La tentation du « low cost » a d’ailleurs poussé certaines entreprises françaises à développer « des filières en Roumanie ou en Pologne […]. En jouant avec les règles du cabotage, ces chauffeurs restent un mois en France, rémunérés aux conditions du pays d’envoi » détaille un rapport d’information du sénateur Éric Boquet.
Face à cette libéralisation, le constat est sévère du coté de certains Etats membres, notamment la France, dont les entreprises de transport ont été durement touchées. « L’application de la réglementation, la lutte contre la fraude fiscale et sociale ne doivent pas être un accompagnement mais un préalable à la libéralisation du marché des transports » a estimé Frédéric Cuvillier. « Si nous avions pu, il y a quelques années, accompagner cette réforme européenne, nous n’en serions pas là aujourd’hui » a-t-il poursuivi.
L’inquiétude française est forte, d’autant que le marché n’est pas négligeable en terme d’emploi. Selon la Commission européenne, il représentait environ trois millions de personnes en 2011 et reste le principal mode de transport terrestre dans l’Union.
Dumping social
En renforçant la concurrence entre les Etats membres malgré les disparités sociales, la pression sur les salaires et les droits sociaux s’est accentuée, selon Roberto Parrillo, président de la section transport routier de la Fédération européenne des travailleurs des transports (FET). « Dans le transport routier, c’est le salaire, qui représente environ 45% du prix de revient.
Le reste – entretien du véhicule, assurance, carburant – est sensiblement au même prix » détaille-t-il. « Les entreprises acceptent des marchés en dessous du prix normal et doivent ensuite s’attaquer à la variable d’ajustement qu’est le salaire » poursuit-il
« Il faut que les conditions sociales soient bonnes mais que l’activité soient rentables » souligne Michael Nielsen, délégué général de la représentation permanente de l’Union internationale des transports routiers. Sans quoi, « nous allons avoir une pénurie de chauffeurs dans 15 à 20 ans » prédit-il
Traduction simultanée
Autre problème récurrent : celui de la langue des documents officiels des routiers, souvent inconnue des forces de contrôle. « En France quand on contrôle un chauffeur polonais ou slovaque on va parfois préférer le laisser partir » explique le député Gilles Savary, soulignant que « les administrations de contrôle routiers » étaient « très inégales selon les pays».
Au Royaume-Uni, le problème a trouvé un début de solution. « Nos contrôleurs disposent d’un système de traduction simultané par téléphone mobile, donc les chauffeurs qui ne parlent pas anglais n’échappent plus au contrôle » explique de son côté Robert Goodwill, sous-secrétaire d’État britannique aux Transports
Désaccords à l’Est
Si le constat sur la faiblesse de la législation européenne est largement partagé par les pays d’Europe de l’ouest ainsi que les organisations patronales et syndicales, le ton est tout autre du côté des pays de l’Europe centrale et orientale.

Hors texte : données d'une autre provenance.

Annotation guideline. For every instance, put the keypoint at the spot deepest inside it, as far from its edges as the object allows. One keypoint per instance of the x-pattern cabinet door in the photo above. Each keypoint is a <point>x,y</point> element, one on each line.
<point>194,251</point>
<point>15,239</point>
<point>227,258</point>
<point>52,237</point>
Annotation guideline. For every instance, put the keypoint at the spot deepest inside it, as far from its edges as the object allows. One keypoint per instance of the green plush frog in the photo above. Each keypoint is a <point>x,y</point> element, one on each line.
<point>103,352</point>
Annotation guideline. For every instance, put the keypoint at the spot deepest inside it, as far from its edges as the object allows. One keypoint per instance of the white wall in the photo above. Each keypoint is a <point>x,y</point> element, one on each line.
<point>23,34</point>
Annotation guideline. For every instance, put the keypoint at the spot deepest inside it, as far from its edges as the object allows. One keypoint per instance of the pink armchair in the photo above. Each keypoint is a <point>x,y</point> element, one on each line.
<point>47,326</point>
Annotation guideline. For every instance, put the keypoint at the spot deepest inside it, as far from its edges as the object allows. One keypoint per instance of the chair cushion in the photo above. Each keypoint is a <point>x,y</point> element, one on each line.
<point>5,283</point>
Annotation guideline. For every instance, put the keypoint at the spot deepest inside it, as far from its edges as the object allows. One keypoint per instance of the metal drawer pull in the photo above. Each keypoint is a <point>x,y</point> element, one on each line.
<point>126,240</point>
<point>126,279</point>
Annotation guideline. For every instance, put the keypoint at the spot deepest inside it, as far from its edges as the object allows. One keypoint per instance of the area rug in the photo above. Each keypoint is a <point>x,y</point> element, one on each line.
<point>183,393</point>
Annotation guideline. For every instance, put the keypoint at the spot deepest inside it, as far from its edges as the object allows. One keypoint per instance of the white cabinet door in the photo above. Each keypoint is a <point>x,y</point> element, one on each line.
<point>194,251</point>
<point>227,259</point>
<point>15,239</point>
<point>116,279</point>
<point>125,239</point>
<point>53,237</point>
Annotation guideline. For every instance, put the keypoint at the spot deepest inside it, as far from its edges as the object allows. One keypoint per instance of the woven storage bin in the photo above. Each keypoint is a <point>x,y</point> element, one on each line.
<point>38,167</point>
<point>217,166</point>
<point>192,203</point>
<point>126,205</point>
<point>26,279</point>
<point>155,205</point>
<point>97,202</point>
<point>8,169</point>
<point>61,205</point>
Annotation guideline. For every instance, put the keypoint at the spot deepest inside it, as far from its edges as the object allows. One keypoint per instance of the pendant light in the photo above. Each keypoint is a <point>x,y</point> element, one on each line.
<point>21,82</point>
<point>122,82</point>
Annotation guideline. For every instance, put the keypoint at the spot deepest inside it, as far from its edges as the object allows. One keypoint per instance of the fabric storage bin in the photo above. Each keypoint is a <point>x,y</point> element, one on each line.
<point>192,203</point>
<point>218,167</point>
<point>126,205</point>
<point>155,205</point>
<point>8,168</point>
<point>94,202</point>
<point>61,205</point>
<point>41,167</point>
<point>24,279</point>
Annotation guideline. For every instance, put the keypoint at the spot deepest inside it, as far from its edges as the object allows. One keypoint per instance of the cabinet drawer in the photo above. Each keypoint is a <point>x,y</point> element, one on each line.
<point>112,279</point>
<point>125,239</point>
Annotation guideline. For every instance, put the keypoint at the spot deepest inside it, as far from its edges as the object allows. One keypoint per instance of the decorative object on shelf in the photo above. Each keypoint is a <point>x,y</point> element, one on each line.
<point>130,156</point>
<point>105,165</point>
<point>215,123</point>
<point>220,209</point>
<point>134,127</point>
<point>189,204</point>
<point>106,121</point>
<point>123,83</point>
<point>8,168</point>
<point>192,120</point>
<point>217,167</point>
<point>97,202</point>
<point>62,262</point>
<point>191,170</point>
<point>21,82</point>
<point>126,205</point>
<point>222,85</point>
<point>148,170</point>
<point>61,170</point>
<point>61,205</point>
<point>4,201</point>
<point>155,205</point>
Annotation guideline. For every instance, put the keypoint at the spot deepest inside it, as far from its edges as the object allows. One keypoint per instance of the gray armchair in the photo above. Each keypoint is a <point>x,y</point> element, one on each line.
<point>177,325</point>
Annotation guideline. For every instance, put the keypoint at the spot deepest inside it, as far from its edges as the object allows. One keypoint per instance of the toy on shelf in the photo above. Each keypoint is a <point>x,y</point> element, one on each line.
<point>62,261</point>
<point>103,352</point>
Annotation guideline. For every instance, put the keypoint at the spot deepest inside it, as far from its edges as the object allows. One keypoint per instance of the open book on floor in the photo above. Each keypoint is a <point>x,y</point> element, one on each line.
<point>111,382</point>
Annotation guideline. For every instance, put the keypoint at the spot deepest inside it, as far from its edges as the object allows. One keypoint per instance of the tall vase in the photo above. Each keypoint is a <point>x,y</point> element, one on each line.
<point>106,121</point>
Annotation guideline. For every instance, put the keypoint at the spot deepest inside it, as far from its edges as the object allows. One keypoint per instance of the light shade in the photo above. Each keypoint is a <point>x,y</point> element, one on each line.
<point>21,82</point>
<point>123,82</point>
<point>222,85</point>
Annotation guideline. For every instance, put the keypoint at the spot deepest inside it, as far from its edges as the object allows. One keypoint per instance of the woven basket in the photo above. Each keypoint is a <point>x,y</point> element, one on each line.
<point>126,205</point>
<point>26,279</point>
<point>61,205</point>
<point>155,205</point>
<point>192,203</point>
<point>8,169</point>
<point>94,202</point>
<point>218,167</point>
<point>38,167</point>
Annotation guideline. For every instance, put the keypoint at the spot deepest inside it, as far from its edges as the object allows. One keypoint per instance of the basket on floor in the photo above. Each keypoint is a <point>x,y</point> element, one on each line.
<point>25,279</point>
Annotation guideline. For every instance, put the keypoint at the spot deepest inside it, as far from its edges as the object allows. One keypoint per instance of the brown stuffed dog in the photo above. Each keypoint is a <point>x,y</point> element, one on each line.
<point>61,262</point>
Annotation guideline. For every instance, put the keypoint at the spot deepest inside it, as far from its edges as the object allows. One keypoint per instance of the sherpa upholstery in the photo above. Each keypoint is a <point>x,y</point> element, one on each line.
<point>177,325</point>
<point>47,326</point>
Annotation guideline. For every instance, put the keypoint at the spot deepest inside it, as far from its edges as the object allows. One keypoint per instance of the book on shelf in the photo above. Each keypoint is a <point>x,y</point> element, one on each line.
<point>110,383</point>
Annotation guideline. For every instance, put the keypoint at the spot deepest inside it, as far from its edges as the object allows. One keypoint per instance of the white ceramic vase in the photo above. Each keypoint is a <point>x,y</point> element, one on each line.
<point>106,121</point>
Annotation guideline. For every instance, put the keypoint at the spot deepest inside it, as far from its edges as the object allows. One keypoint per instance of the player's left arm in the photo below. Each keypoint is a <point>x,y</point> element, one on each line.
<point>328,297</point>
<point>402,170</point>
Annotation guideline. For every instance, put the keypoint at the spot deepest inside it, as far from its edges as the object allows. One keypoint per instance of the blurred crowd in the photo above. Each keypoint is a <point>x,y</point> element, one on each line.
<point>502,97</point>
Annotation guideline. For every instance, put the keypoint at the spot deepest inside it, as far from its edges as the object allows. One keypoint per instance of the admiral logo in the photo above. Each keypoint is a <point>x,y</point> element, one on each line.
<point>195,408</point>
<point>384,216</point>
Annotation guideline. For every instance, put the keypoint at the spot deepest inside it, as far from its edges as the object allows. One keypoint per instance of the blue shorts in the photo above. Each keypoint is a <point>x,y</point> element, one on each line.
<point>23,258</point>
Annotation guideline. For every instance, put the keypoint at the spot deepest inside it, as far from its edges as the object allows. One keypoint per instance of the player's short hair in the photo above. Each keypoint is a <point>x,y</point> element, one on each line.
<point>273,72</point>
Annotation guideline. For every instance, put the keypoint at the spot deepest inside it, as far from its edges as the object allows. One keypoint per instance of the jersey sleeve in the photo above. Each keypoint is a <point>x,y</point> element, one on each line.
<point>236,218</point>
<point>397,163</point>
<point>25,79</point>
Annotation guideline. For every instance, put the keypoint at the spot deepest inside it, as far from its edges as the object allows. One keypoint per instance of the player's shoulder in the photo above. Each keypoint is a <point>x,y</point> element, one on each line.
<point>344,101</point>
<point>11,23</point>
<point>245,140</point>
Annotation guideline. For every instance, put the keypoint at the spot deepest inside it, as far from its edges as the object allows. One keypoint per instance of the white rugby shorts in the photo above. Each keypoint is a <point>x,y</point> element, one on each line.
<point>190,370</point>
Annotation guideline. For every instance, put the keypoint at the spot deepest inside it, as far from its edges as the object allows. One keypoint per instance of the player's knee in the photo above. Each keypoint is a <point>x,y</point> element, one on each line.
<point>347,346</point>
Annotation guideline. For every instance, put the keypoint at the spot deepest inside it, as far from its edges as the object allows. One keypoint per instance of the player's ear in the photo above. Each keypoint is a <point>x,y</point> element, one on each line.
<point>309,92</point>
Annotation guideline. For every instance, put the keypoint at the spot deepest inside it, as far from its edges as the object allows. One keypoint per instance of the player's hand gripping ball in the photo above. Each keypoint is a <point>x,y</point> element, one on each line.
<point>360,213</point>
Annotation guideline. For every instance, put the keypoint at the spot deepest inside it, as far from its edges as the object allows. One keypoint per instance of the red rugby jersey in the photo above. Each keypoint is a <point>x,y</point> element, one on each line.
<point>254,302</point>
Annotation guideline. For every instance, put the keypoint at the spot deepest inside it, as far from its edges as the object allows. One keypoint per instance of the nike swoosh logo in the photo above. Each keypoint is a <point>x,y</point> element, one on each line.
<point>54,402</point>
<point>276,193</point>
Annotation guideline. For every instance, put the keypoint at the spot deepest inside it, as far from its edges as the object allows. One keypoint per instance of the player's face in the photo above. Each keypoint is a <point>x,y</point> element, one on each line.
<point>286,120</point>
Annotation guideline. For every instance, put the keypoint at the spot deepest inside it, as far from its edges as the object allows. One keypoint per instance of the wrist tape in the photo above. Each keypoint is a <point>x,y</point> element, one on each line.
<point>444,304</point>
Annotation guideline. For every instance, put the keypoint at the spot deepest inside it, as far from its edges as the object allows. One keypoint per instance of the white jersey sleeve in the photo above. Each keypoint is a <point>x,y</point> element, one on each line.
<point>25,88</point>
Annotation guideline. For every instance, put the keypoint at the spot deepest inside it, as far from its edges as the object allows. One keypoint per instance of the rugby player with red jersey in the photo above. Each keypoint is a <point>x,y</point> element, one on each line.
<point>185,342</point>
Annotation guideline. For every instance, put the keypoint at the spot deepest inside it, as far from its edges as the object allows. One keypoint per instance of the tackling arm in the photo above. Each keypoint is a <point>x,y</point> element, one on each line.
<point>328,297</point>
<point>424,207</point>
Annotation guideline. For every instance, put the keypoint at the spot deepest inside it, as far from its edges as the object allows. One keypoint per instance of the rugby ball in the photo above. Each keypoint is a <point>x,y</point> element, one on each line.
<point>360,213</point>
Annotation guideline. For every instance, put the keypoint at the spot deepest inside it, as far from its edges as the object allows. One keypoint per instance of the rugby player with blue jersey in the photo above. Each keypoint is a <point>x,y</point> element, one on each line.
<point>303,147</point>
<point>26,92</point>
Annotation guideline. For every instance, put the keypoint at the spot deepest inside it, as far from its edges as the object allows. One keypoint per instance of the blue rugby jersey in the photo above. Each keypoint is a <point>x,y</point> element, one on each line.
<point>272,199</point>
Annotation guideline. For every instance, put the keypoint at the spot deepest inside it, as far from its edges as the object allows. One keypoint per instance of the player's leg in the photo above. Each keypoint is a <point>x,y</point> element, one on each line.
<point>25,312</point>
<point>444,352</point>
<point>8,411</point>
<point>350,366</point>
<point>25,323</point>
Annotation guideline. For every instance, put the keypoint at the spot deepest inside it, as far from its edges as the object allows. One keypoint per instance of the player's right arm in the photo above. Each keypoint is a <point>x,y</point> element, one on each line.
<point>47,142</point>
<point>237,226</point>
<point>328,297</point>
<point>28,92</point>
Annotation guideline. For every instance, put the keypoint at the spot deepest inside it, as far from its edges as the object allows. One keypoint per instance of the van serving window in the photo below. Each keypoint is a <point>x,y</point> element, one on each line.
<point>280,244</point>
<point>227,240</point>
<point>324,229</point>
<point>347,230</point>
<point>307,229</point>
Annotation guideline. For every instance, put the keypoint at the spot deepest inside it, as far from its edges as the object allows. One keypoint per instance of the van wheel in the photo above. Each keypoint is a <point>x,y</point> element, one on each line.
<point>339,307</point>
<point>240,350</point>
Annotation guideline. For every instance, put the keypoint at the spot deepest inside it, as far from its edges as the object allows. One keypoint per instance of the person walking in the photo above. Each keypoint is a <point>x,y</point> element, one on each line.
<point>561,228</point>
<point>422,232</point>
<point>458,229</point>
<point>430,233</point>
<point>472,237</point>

La République Tchèque estime qu’il n’y a pas de besoin de légiférer davantage. « Nous avons les moyens d’appliquer cette législation en vigueur » a affirmé le vice-ministre aux transports du pays, Kamil Rudolecký.
Du côté de la Commission, un rapport sur l’état du marché du transport routier publié le 14 avril prend le contrepied de la demande française, en appuyant sur la volonté de l’exécutif européen « d’aller plus loin dans la libéralisation du marché des transports », afin de limiter les trajets à vide encore trop nombreux au goût de Bruxelles.
Sur le volet du dumping social, la Commission appelle les autorités de contrôle des États membres à « intensifier leurs efforts dans le sens d’une application plus efficace et homogène de la législation en vigueur »
Autre constat, l’écart de salaires entre les différents pays de l’UE « se réduit progressivement », souligne la Commission, qui estime que les salaires des chauffeurs roumains dans les transports internationaux atteignent aujourd’hui des niveaux comparables à ceux des transporteurs espagnols – soit 4 à 5 euros/heure.